POLITICS is all about opportunity and timing. Sometimes on a small scale as when Gordon Birtwistle was elected Liberal Democrat MP for Burnley in 2010.

The country was fed up with the Labour Government and the town was fed up with the same party running the council.

Their previous MP had decided to stand down and he had a keynote issue – the loss of Burnley General’s accident and emergency department.

Slightly to his surprise, Westminster beckoned.

Sometimes the scale is rather bigger as Tony Blair and new Labour found when John Major’s Tory government ran out of steam.

Three election victories followed and high office came to Blackburn MP Jack Straw.

Just once in a while, it’s really big stuff.

The 1940s atmosphere after the Second World War left the nation exhausted, enabling Clement Attlee’s government to create the National Health Service and Welfare State.

While both have their problems, few argue the NHS should go in favour of the American system of checking accident victims’ pockets for their credit and medical insurance cards.

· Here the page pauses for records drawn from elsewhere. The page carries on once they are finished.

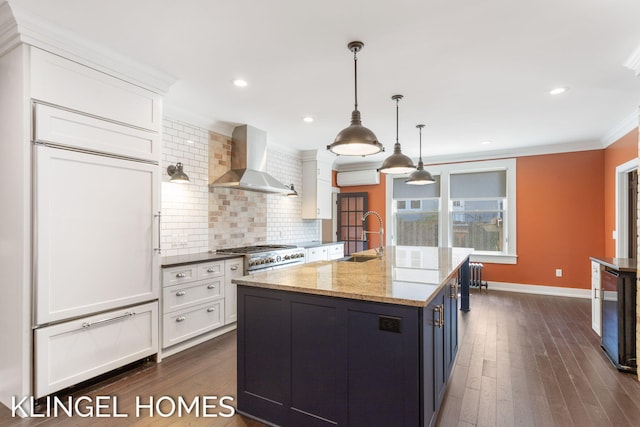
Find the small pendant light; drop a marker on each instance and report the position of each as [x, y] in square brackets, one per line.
[355, 140]
[420, 176]
[397, 162]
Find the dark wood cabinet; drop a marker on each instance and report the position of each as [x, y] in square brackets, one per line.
[318, 361]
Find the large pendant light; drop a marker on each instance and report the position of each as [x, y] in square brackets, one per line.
[397, 162]
[355, 140]
[420, 176]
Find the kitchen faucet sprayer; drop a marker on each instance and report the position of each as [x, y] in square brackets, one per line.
[380, 250]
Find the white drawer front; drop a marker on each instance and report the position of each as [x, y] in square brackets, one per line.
[185, 324]
[210, 269]
[181, 296]
[58, 81]
[176, 275]
[74, 351]
[53, 125]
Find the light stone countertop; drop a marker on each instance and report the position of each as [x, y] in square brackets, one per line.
[405, 275]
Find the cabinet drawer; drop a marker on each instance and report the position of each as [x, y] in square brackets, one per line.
[57, 126]
[185, 324]
[74, 351]
[185, 295]
[58, 81]
[210, 269]
[176, 275]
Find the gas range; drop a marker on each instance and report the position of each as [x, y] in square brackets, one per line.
[267, 257]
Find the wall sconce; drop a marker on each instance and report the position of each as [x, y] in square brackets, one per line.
[292, 192]
[177, 174]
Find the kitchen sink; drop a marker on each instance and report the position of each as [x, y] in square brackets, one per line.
[359, 258]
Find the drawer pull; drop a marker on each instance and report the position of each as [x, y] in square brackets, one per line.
[99, 322]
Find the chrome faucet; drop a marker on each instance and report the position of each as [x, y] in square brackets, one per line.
[380, 250]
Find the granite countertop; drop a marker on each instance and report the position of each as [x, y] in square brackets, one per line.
[405, 275]
[316, 243]
[619, 264]
[177, 260]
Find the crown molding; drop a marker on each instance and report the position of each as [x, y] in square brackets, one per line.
[629, 123]
[18, 26]
[176, 112]
[633, 62]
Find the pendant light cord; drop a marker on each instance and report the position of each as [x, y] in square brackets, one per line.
[355, 72]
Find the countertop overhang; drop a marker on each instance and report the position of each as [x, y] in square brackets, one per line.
[405, 275]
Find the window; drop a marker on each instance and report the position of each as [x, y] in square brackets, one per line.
[417, 213]
[470, 205]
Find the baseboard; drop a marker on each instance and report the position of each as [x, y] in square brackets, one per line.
[540, 290]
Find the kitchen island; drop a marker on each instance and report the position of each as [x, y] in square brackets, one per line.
[368, 343]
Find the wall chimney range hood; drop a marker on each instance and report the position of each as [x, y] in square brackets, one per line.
[248, 163]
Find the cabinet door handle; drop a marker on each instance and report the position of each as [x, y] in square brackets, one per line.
[112, 319]
[438, 323]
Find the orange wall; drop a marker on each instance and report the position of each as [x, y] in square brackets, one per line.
[623, 150]
[565, 214]
[376, 195]
[560, 219]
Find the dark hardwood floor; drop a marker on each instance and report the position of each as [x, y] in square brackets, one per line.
[523, 360]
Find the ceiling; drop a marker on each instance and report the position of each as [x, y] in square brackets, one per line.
[473, 71]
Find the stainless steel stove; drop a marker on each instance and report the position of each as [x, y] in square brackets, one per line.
[267, 257]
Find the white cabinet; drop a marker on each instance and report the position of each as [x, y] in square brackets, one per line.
[70, 352]
[596, 297]
[317, 253]
[335, 251]
[196, 299]
[316, 188]
[325, 252]
[96, 238]
[233, 269]
[56, 80]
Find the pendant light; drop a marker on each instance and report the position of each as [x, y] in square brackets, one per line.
[397, 162]
[355, 140]
[420, 176]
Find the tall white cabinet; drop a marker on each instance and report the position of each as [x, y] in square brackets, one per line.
[79, 225]
[316, 185]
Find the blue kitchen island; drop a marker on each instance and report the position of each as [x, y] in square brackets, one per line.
[369, 341]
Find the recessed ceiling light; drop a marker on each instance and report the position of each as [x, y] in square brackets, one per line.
[557, 90]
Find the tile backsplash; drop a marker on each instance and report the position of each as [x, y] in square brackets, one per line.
[196, 218]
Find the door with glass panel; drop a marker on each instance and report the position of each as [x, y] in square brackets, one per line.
[351, 207]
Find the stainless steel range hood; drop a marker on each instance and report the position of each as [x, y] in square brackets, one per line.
[248, 163]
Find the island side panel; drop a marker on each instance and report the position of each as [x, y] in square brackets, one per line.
[263, 354]
[384, 365]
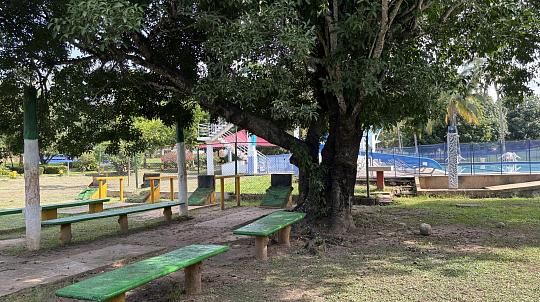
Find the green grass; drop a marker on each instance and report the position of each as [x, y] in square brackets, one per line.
[519, 212]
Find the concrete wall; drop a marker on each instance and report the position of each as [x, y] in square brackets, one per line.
[475, 181]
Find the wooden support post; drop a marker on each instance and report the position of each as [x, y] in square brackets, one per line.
[122, 220]
[167, 212]
[95, 207]
[121, 189]
[152, 188]
[171, 180]
[261, 247]
[193, 279]
[49, 214]
[222, 201]
[237, 189]
[380, 180]
[119, 298]
[65, 233]
[289, 201]
[284, 236]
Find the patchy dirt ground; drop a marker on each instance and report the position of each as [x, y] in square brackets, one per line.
[466, 258]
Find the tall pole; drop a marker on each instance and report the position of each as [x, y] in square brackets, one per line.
[182, 173]
[367, 165]
[32, 208]
[235, 150]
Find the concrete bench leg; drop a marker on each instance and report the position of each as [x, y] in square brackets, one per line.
[119, 298]
[193, 279]
[167, 212]
[95, 207]
[49, 214]
[261, 247]
[122, 220]
[65, 233]
[284, 236]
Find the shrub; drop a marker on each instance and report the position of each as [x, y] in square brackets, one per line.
[169, 160]
[86, 162]
[53, 169]
[19, 170]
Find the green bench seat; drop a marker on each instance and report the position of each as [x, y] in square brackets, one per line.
[262, 228]
[65, 223]
[112, 286]
[50, 211]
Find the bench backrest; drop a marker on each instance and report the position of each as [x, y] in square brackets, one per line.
[114, 283]
[69, 204]
[270, 224]
[111, 213]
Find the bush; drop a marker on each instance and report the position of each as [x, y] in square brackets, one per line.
[19, 170]
[169, 160]
[86, 162]
[53, 169]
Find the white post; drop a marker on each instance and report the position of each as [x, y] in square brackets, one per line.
[252, 153]
[453, 160]
[32, 209]
[209, 160]
[182, 172]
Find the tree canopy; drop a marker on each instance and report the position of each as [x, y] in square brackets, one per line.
[333, 67]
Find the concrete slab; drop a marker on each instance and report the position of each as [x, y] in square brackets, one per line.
[523, 185]
[237, 218]
[12, 242]
[15, 277]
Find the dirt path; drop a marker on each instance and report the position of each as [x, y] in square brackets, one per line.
[210, 225]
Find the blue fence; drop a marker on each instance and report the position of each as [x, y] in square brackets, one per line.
[476, 158]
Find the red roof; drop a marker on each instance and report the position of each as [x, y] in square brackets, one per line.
[241, 137]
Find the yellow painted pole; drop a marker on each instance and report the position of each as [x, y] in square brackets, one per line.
[152, 191]
[237, 189]
[171, 180]
[100, 192]
[222, 200]
[121, 189]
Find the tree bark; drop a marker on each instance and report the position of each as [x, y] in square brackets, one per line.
[329, 188]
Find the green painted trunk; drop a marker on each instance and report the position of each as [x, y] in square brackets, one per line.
[32, 211]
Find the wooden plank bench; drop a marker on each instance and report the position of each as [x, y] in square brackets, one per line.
[65, 223]
[50, 211]
[113, 285]
[262, 228]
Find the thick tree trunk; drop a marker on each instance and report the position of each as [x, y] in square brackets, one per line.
[328, 187]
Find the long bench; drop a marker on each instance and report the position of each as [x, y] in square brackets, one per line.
[112, 286]
[50, 211]
[262, 228]
[65, 223]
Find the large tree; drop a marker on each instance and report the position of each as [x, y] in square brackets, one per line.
[333, 67]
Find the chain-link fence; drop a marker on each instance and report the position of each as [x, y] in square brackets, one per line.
[474, 158]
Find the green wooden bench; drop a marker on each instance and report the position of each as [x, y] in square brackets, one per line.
[65, 223]
[50, 211]
[113, 285]
[264, 227]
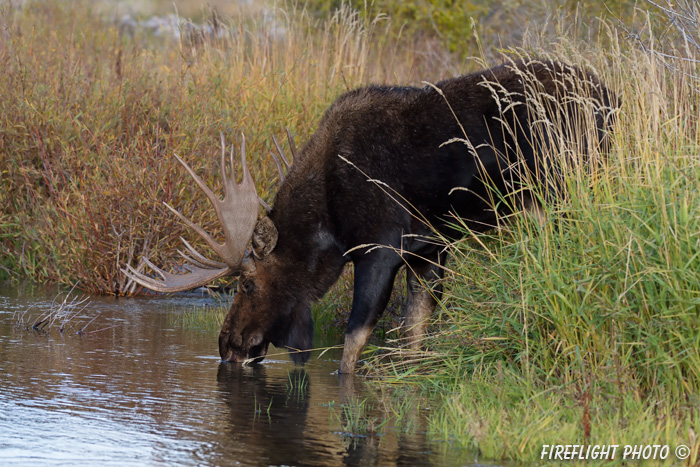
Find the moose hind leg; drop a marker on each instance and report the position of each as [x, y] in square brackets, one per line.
[420, 298]
[372, 289]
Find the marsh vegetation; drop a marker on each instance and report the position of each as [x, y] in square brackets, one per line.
[582, 328]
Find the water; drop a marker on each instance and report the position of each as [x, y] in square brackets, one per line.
[136, 389]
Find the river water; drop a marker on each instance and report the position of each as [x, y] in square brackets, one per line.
[136, 388]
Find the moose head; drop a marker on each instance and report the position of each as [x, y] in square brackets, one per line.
[249, 327]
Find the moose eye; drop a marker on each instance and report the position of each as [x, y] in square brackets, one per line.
[246, 286]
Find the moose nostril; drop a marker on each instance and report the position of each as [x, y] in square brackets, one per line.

And not many would bring back the Victorian system of workhouses and ‘industrial schools’ or the soup kitchens of the 1930s.

Sometimes periods of greatest hardship are the time to gamble on the future.

So it is with Blackburn town centre.

For more than a decade, council administrations, both Labour and the Conservative-Lib Dem coalition, have strived to bring the heart of the borough back into beating life.

There have been hiccups and disagreements over the way, including over the location of the Mall and new market.

Now the construction work is beginning on the £33million Cathedral Quarter and £5m new bus station.

Blackburn with Darwen council has an ambitious 12-point plan to bring restaurants and a new night-time economy to the centre, copied already by Burnley.

Major transport upgrades, including half-hourly train services to Manchester and the Pennine Reach bus scheme, are in progress.

It could all come together to produce what borough Tory Mayor Alan Cottam has described as ‘the most compact and complete town centre in Britain’.

Or with the rise in internet shopping and the nation’s uncertain economic future it could all fall flat on its face, becoming one of history’s great municipal white elephants.

Everyone involved knows the project is a massive gamble.

Now their fingers are crossed the timing is right and an opportunity has been grasped.